1998 : Risques associés aux progrès technologiques > Débat enregistré par France Culture "Staccato": L'eau douce en danger >
Dscours de René Seux : L'eau douce en dangerDscours de René Seux : L'eau douce en danger
Professeur à l'Ecole Nationale de la Santé Publique, Rennes
Biographie :
SEUX Bernard Compte rendu :
Transcription :
23 octobre 1998 Débat France Culture "Staccato"
Discours de René Seux :
Je voudrais tout d’abord apporter un complément aux propos relatifs à la contamination des eaux par les pesticides de mon collègue le Professeur Hartemann. S’il est vrai qu’un effort particulier est fait actuellement pour mettre en place des procédés adaptés, notamment du charbon actif, pour retenir ces substances lors de la production des eaux alimentaires, la contamination des ressources bretonnes en eau reste une préoccupation d’actualité.

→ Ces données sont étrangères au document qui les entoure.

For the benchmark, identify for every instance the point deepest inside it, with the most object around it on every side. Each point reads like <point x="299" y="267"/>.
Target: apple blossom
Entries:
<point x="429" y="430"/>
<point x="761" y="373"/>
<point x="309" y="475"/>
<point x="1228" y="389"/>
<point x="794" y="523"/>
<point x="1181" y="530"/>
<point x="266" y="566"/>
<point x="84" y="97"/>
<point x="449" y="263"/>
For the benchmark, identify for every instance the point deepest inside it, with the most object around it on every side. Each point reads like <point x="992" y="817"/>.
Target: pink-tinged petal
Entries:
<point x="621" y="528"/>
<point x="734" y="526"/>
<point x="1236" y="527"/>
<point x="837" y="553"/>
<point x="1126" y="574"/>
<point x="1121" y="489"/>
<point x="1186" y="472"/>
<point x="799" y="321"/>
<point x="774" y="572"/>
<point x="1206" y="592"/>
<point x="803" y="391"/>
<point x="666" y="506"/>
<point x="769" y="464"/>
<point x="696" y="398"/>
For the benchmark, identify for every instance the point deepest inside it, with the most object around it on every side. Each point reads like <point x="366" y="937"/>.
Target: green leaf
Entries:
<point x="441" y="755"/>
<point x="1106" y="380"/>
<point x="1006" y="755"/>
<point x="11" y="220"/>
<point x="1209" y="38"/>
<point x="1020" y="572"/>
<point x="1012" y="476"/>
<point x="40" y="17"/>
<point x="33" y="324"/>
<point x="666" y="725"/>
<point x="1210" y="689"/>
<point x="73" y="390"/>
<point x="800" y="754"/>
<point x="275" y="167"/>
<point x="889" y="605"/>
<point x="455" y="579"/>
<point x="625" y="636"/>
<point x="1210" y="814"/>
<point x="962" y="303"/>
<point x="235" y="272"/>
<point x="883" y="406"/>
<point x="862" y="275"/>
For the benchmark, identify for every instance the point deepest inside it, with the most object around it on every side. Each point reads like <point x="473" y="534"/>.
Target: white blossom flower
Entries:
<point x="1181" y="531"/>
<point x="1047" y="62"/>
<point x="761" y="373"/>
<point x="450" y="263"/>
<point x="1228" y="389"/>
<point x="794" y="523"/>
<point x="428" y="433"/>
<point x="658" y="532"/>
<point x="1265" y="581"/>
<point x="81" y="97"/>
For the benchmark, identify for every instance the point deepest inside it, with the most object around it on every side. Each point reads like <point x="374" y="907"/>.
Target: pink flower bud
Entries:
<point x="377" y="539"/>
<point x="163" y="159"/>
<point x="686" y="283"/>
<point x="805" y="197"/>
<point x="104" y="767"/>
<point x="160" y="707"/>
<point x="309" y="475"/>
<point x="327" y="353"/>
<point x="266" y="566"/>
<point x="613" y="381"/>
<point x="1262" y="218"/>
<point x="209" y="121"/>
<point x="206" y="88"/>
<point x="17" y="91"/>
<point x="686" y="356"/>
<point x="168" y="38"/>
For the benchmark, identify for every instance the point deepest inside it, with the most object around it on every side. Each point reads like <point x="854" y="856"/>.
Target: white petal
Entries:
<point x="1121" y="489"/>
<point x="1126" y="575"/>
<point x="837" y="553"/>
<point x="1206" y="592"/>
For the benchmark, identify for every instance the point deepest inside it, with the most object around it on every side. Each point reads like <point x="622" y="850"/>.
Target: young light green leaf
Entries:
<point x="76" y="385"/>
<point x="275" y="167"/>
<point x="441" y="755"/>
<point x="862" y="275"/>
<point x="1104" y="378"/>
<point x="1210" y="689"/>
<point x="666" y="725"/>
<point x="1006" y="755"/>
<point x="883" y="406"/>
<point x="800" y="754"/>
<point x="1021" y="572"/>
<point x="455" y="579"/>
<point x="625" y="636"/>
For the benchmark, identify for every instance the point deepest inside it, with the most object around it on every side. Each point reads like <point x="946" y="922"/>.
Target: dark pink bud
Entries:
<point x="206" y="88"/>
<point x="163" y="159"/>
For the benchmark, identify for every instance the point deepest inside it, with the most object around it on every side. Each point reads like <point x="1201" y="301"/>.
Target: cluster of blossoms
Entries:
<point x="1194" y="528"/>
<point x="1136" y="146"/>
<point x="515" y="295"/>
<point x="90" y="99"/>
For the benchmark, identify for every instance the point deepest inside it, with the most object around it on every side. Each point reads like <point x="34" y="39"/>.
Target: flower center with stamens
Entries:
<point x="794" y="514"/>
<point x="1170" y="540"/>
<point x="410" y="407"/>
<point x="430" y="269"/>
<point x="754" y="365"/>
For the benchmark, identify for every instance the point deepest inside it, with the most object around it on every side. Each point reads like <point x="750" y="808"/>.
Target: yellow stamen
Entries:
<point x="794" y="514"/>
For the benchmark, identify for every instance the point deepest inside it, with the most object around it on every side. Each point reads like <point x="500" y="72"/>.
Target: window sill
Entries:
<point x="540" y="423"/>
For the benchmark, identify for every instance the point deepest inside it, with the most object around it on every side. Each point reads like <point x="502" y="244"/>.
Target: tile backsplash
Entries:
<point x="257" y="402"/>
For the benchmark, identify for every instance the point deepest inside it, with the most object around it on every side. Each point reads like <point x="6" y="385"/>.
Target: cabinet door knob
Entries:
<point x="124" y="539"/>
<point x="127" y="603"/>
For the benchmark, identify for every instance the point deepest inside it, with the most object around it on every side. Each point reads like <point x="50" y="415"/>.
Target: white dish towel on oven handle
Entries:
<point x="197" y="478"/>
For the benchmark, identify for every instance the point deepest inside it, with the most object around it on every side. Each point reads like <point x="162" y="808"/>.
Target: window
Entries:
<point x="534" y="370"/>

L’exposition de l’humain aux métaux lourds connaît un regain d’intérêt depuis une quinzaine d’années. Parmi eux, le plomb occupe toujours une place privilégiée et les recherches les plus récentes ont permis d’élargir nos connaissances sur l’ensemble des effets d’une exposition, même modérée de l’humain à ce métal, en particulier dès son plus jeunes âge.
Dans ce contexte, l’O.M.S. a été amenée à revoir la dose journalière tolérable. Elle est actuellement fixée à 18 μg/J pour le nourrisson et à 214 μg/J pour l’adulte. Dans un environnement rural, l’eau peut apporter la moitié du plomb ingéré par les jeunes enfants dès que la concentration de cet élément dans l’eau atteint 10 à 12 μg/L. Or, cette valeur aujourd’hui adoptée par la nouvelle directive communautaire est très largement dépassée dès lors que des eaux agressives sont en contact avec des canalisations en plomb.
Certes le nourrisson est diversement exposé en fonction du milieu social dans lequel il est placé. Il est probable que la grande majorité des biberons sont aujourd’hui préparés avec de l’eau embouteillée, mais il faut cependant souligner que ce sont les classes les plus défavorisées qui sont sans doute les plus exposées aux autres formes de contamination dans l’environnement par le plomb (environnement industriel et habitat ancien).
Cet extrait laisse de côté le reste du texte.